Big union uses non-union contractor to build retirement home for scandal-plagued president

You can smell the hypocrisy over at the United Auto Workers. Whatever idealism and legitimacy may have adhered to that union in its early days, seeking better wages and safer working conditions in the face of outright thuggery, has been lost. Unions now exist primarily to provide for their own staff, siphoning off the wages of their members and grabbing as a much as they can for themselves, and (especially in the case of government worker unions) laundering dues into political contributions  to provide for the coffers of the Democratic Party.

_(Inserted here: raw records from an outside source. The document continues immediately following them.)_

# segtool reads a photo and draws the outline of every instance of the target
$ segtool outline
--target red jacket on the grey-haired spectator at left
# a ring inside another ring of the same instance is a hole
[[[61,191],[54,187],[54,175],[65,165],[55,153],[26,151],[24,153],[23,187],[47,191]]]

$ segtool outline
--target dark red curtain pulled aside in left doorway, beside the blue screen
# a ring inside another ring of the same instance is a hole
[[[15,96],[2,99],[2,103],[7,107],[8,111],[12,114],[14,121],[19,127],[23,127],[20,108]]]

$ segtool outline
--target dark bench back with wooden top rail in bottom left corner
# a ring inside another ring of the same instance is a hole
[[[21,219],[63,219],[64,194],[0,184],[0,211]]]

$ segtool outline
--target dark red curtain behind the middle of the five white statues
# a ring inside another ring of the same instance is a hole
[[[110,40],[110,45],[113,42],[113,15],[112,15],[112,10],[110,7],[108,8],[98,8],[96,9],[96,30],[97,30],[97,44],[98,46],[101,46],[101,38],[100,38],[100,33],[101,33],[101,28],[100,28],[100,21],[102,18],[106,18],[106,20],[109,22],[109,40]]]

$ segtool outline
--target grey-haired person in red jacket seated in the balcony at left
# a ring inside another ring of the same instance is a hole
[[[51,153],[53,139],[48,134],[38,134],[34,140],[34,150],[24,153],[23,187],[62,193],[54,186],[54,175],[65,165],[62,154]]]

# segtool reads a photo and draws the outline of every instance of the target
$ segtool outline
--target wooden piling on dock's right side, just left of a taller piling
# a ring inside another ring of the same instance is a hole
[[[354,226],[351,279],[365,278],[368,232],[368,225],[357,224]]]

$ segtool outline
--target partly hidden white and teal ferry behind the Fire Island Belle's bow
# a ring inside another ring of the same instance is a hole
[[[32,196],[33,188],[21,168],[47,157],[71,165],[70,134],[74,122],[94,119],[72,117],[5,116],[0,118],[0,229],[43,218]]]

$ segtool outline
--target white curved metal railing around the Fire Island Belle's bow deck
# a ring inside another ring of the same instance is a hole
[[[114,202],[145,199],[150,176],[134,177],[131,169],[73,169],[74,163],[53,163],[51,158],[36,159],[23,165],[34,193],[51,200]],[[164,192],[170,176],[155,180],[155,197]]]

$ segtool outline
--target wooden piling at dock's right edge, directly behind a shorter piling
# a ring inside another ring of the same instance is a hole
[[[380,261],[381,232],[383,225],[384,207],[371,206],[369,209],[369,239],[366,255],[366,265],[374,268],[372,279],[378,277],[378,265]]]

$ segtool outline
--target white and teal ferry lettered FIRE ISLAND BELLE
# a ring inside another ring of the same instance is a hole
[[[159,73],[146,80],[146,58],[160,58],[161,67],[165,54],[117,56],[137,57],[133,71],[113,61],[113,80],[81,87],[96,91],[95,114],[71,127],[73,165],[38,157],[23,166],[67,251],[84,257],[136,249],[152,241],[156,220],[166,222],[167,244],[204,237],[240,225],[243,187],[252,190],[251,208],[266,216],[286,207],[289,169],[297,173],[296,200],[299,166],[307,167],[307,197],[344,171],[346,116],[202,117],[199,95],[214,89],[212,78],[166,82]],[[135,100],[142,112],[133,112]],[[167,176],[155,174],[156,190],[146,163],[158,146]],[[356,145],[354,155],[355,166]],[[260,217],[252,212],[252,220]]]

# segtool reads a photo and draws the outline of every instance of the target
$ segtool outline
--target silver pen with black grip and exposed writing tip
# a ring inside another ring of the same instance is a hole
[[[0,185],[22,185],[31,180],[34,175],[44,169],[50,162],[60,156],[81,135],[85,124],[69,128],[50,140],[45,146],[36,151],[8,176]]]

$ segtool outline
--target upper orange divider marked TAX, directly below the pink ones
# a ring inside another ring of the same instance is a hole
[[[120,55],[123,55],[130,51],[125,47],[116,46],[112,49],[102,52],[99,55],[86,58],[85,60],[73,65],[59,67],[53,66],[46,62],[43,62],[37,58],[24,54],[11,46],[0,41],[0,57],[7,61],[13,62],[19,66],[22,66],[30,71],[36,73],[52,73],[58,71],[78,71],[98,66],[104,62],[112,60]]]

The basic argument that unions make on their own behalf has just been blatantly contradicted by the actions of the United Auto Workers, who chose a non-union contractor to save money! (Boy, wouldn’t Ford, GM, Chrysler-Fiat, and all the foreign manufacturers building cars in unionized plants here love to get away with that rationale!)

All of this in the interest of building a rent-free vacation home for their president just eased into retirement in the face of a financial scandal.

Sean Higgins reports in the Washington Examiner:

The United Auto Workers has contracted with a nonunion builder to make the foundation for a Michigan retirement home for its former president, Dennis Williams. The home will be owned by the union, but provided free of charge to Williams, who stepped down in June amid a widening scandal regarding misuse of union funds.

The union, through its nonprofit education center, hired Robiadek & Sons Excavating in Cheboygan, Mich., to lay the foundation and install the septic system for a three-bedroom, 1,885-square-foot home for Williams.

Providing a lifetime rent-free vacation home to a retired boss using non-union labor does have a certain educational value, but I doubt that this is the rationale behind grabbing funds form the nonprofit affiliate.

But the rationale offered – saving money – could be used by all the employers of UAW members:

The UAW claims they just couldn't find a good union contractor in the area who could submit a reasonable bid for the project. So they were obliged to use a nonunion one.

A union spokesman told the Examiner:

"None of those bids – all of which were from union contractors – were accepted as the UAW believed those bids were too high for the cabin construction. Instead, the UAW is using members of the United Steelworkers, who work full-time at Black Lake, as the general contractor and builders of the new cabin, along with their work on other projects at Black Lake."

All of this comes as a federal probe of UAW corruption is underway, with seven convictions so far:

Federal prosecutors have been probing for over a year whether officials at UAW and Fiat-Chrysler America siphoned off funds from a jointly-run worker training center for their own use. The U.S. attorney's office has obtained seven convictions, including that of Nancy Johnson, a former top UAW contract negotiator. Johnson reportedly told prosecutors in July that Williams was involved in siphoning off the funds. Williams has not been charged in relation to the probe.

In a statement at the UAW's June constitutional convention, Williams said he and other union leaders were unaware of any wrongdoing.

The Sergeant Schultz defense….

I actually have a lot of sympathy for the men and women who build automobiles. It is a tough, repetitive job. I have worked on an assembly line for products considerably smaller and lighter, and it was soul-crushing. But the UAW has a sorry track record of pushing wages and benefits so high during the years of shared oligopoly of the (former) Big Three that they undermined the viability of their employers and opened the door for foreign manufacturers to grab a huge share of the US market.